The same structure applies to a software-as-a-service business: monitor customer usage, identify churn signals, draft personalised outreach, handle inbound support, triage bug reports, generate release notes, manage the publish pipeline. Each of these is a multi-agent workflow. They can run in parallel and coordinate through shared state. The business runs while the humans sleep.
The critical architectural requirement is the feedback loop. An autonomous business that cannot evaluate its own performance and adjust its behaviour will drift. The quality-control and analytics layers are not optional enhancements — they are what converts an automation into an intelligent system.
Where to start
The practical starting point for most organisations is not the fully autonomous business. It's identifying the highest-volume, most repetitive workflow in the organisation and building a master/worker pipeline to automate it. The criteria for a good first target are: the workflow has clear inputs and outputs, success is measurable, the cost of a failure is recoverable (not catastrophic), and the volume is high enough that the automation pays for itself quickly.
Incident response, customer service triage, content production, and code review are all strong first targets because they meet all four criteria. They're also domains with mature tooling and documented production deployments to learn from.
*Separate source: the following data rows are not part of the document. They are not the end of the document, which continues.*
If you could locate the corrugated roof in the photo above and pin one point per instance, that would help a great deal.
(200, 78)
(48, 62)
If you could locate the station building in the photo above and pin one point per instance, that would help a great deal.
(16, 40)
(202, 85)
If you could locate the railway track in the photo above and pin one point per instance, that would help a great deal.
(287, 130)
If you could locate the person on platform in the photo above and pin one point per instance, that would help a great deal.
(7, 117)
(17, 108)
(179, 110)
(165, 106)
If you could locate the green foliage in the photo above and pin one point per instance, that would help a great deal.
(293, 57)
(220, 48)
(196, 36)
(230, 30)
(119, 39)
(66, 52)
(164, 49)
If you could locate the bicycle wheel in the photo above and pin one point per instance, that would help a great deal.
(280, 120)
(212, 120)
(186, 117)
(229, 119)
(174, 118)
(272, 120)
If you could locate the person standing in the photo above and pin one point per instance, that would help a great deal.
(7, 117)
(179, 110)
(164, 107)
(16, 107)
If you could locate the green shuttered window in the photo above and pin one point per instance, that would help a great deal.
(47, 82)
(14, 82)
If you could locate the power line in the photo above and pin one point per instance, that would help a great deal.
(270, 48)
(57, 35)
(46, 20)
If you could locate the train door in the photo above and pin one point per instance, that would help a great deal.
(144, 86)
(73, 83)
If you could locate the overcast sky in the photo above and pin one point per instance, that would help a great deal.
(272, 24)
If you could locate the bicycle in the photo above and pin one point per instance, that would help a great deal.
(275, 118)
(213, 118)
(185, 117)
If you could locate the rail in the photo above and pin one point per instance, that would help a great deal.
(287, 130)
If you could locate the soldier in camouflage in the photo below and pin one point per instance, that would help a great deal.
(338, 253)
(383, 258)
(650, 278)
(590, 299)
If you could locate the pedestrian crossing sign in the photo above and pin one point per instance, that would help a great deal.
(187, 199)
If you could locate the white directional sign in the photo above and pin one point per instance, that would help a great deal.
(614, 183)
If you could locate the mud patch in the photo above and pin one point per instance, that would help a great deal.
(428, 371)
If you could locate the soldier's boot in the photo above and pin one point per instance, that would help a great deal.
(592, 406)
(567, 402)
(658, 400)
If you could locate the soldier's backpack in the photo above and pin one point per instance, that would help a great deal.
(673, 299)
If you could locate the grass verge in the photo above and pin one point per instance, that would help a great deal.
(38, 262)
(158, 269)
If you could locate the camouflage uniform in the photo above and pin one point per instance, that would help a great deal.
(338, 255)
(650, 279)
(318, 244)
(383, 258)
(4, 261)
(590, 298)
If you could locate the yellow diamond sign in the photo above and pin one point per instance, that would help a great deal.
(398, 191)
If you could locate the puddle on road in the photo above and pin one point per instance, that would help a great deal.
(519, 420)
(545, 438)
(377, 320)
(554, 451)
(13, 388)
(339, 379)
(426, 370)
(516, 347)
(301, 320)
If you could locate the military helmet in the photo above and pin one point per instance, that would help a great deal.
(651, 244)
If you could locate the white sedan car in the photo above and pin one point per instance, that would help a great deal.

The coding environment matters. Cursor brings AI-native editing to developers who are building agent systems — the model as a first-class collaborator that understands the entire codebase. Claude (via the API) provides the reasoning and generation capability at the core of most agent architectures. These are the tools the serious builds run on.
Build the first pipeline. Measure it. Understand where it fails and why. Then extend. The architecture compounds — each additional specialist agent makes the system more capable, and the feedback loops get more sophisticated as you accumulate data on what works and what doesn't. The autonomous workforce is built incrementally, not deployed all at once.